23 May 2021 1:55 PM GMT

  • Section 97 CrPC: An Alternative Remedy Prior To Habeas Corpus

    The Writ of Habeas Corpus ensuring liberty of a citizens not just valid in a courtroom. It must be upheld outside as well. This discussion came to light in the Supreme Court on 20.05.2021 before the bench of Justices Maheshwari and Aniruddha Bose, when the Court directed a husband to approach the authorities under Section 97 of the Code of Criminal Procedure 1973 (CrPC) and withdraw...

    The Writ of Habeas Corpus ensuring liberty of a citizens not just valid in a courtroom. It must be upheld outside as well. This discussion came to light in the Supreme Court on 20.05.2021 before the bench of Justices Maheshwari and Aniruddha Bose, when the Court directed a husband to approach the authorities under Section 97 of the Code of Criminal Procedure 1973 (CrPC) and withdraw his Writ Petition (Habeas Corpus) under Article 32.

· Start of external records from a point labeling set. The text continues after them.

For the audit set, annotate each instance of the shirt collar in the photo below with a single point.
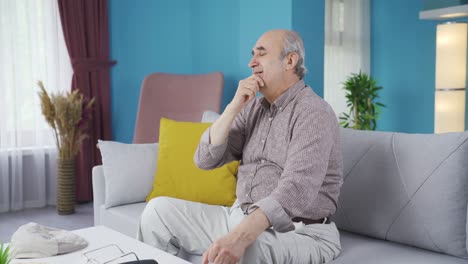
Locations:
(281, 102)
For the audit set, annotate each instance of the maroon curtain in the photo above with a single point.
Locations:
(86, 30)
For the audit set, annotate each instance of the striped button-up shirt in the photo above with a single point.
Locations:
(291, 164)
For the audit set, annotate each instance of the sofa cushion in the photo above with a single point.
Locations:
(124, 218)
(406, 188)
(178, 176)
(366, 250)
(128, 170)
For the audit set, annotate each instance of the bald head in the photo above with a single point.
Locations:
(290, 42)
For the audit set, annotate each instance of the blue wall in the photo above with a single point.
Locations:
(142, 42)
(309, 21)
(403, 62)
(183, 36)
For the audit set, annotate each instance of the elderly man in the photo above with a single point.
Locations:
(289, 178)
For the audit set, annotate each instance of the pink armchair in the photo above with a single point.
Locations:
(178, 97)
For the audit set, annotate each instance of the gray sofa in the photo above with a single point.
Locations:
(404, 199)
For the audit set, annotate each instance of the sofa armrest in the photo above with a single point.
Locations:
(99, 192)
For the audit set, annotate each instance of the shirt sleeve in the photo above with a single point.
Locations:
(209, 156)
(312, 138)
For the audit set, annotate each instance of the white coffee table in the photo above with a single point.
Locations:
(99, 236)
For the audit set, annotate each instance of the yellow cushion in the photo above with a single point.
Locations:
(177, 175)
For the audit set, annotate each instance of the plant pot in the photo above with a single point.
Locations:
(66, 186)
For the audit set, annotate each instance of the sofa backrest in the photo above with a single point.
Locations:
(406, 188)
(182, 97)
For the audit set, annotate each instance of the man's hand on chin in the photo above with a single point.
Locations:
(230, 248)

    The husband had filed a Writ of Habeas Corpus directly before the Supreme Court contending that his wife had been wrongfully detained by her family because they did not approve of their marriage. During the proceedings, the judge reminded the petitioner about Section 97 of the CrPC, which led to the subsequent withdrawal of the petition.

    What is Section 97 of the Code of Criminal Procedure?

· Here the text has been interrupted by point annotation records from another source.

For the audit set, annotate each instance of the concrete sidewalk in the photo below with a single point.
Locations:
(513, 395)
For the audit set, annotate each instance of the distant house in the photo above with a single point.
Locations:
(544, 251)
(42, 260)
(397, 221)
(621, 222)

    TS. 97 CrPC states that when a person is confined under certain circumstances, defined therein, the confinement is illegal. If the District Magistrate (Executive), SDM or Judicial Magistrate of First class "has reason to believe that such person is [illegally] confined", they can issue a search warrant to find that person.

    The provision calls for "producing the body of the victim" before the authorities. In the case of Jay Engineering Works v. State (AIR 1968 Cal 407), the Court observed that a warrant under S. 97 CrPC is in the nature of a writ of habeas corpus for rescue of a wrongfully confined person by intervention of police, directed by a magisterial order.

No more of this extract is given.